The topical application of EGCG and treatment of EGCG were used in our study. Moreover, two dose groups were used as the experimental group in our experiment to explore the different effects between high-dose EGCG and low-dose EGCG. The high-dose (H) group and the low-dose (L) group were given EGCG by gavage twice a day for 3 weeks at a dosage of 300 mg/kg/d and 150 mg/kg/d, respectively. Most of the data, including the clinical and pathological features of mice skin, spleen index, proportion of CD4+T cells and CD11c+ dendritic cells in the spleen, and levels of IL-22, IL-17 F, SOD, CAT and MDA in plasma, showed that the anti-inflammatory, immune regulatory and antioxidant effects of EGCG of the H group were better than those of the L group, and early intervention made better effects (Figs 1, 2, 3, 4, 5, 6 and 7).

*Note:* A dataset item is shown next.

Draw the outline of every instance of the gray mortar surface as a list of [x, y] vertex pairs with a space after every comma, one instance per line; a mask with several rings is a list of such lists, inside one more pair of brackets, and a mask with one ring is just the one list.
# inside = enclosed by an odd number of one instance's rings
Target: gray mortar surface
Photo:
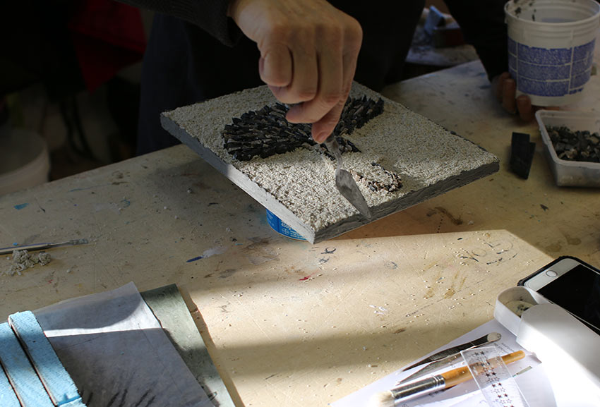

These findings indicate that these effects of EGCG may be dose dependent.

Conclusion

In conclusion, we demonstrated that EGCG attenuates IMQ-induced psoriasis-like inflammation; reduces expression of PCNA; increases expression of caspase-14; reduces infiltrations of T cells in mice skin; regulates the percentages of CD4+T cells and CD11c+ DC of spleens; down-regulates the levels of IL-17A, IL17F, IL-22, IL-23 and malondialdehyde (MDA) in plasma; and increases bioactivities of superoxide dismutase (SOD) and catalase (CAT) in plasma to treat psoriasis. Moreover, EGCG is extracted from green tea, which is cheap and easy to obtain. EGCG is therefore a promising adjuvant intervention in treating psoriasis in the future.